WEST PHILADELPHIA - Modern medicine has done wonders to give premature babies a better chance at a healthy life. However, a simple technique called kangaroo care does wonders, too.
Little Evelyn Field arrived at Children's Hospital of Philadelphia 2 months early - and with a heart defect.
Surgeons fixed her heart and nurses care for her round-the-clock. But mom Caroline helps, too, with kangaroo care - where parent and baby are skin-to-skin at least an hour a day.
"Babies are really tuned in to a sense of touch," said Children's Hospital Child Psychologist, Casey Hoffman, Ph.D.
Kangaroo care began in Bogota, Colombia in the 1970s when hospitals noticed that preemies held close by their mothers for long periods not only survived, but thrived. Since then, studies have shown a host of physical benefits.
"It helps them maintain their body temperature, it really helps them establish more regular breathing patterns. It can help their quality of sleep. And it can even help lessen their experience of pain when they have some minor procedures," said Dr. Hoffman.
Babies also feel a sense of security and comfort and parents reap big rewards.
Evelyn's mom, Caroline Field, says it's empowering and really relieved her stress.

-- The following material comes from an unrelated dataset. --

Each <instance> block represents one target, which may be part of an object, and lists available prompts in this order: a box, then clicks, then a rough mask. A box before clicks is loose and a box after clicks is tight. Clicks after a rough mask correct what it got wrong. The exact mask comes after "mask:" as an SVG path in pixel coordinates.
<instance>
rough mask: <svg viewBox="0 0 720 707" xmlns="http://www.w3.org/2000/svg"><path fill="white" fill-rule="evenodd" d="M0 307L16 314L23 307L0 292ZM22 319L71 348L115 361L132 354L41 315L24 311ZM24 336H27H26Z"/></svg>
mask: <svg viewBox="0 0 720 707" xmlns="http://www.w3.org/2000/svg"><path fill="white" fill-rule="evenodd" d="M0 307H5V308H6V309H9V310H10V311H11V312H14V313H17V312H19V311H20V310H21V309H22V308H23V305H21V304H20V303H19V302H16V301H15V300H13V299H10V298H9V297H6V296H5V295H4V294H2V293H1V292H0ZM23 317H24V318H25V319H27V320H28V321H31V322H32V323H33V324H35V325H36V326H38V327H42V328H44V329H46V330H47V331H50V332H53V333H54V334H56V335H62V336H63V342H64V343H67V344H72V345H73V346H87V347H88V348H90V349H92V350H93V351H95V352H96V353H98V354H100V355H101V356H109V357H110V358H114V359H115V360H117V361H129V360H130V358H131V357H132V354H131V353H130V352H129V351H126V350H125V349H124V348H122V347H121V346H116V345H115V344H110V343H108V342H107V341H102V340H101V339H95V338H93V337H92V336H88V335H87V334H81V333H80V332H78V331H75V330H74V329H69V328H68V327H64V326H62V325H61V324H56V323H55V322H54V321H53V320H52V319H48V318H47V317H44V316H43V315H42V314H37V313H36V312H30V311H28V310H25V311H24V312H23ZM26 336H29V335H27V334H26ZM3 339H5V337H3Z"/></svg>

"It was weeks before I could hold her because she was so sick. And the first time I held her skin-to-skin, I felt like a real mom!" she said. "When I first started kangaroo care, she couldn't put her head up, now she won't put it down, she just wants to look at me, and all around."
Caroline also spends lots of kangaroo time with Evelyn's twin Keira, who didn't have any birth defects. Although Evelyn hasn't caught up with her sister yet, she's on her way.
Kangaroo or cuddling time isn't just for preemies. Child psychologist Casey Hoffman says full-term babies need it, too, to develop the parent-child trust that's the foundation of their future relationship.